The Lords of the Universe Don’t Worry About Carbon Footprints…

…Especially if it’s under the hallowed sanction of the National Geographic Society.

Today’s mail brought another slick brochure (28 pages this time) for National Geographic Expeditions “Around the World by Private Jet.” We’ve received them in the past, along with thick catalogs of overpriced travel offerings from NatGeo (which, I guess, is now deeply in bed with Rupert Murdoch, but I’m not going to get into that here…)

Here’s what it is: 24 days. Looks like 10 or 11 stops. First-rate hotels along the way (no problem there).

Oh, and you’re flying on a Boeing 757 that seats 75 people rather than the usual 233.

So even if the 757 was one of Boeing’s most fuel-efficient planes (I can’t tell offhand; the 233-seat configuration isn’t typical), you can triple the fuel consumption per passenger for these flights. And the plane’s going around the world to visit 10 or 11 places.
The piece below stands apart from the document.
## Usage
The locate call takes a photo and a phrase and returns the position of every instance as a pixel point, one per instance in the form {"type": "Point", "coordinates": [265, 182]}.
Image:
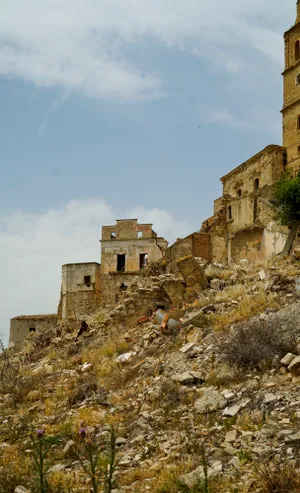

Text in the brochure about mitigation for this humongous carbon footprint? None that I could find.

But hey, we’re talking masters of the universe here: the price for this 3.5-week adventure is just under $86,000 for one person or $154,000 for two people.

That does include booze, tips, hotels, etc. It does not include the travel insurance they strongly recommend, which (if I remember correctly) would add around 6%. But hey, if you have to ask, you shouldn’t be despoiling the environment on this trip anyway.

There are a lot of masters of the universe out there, I guess: the brochure is for four different tours between October 2016 and February 2017.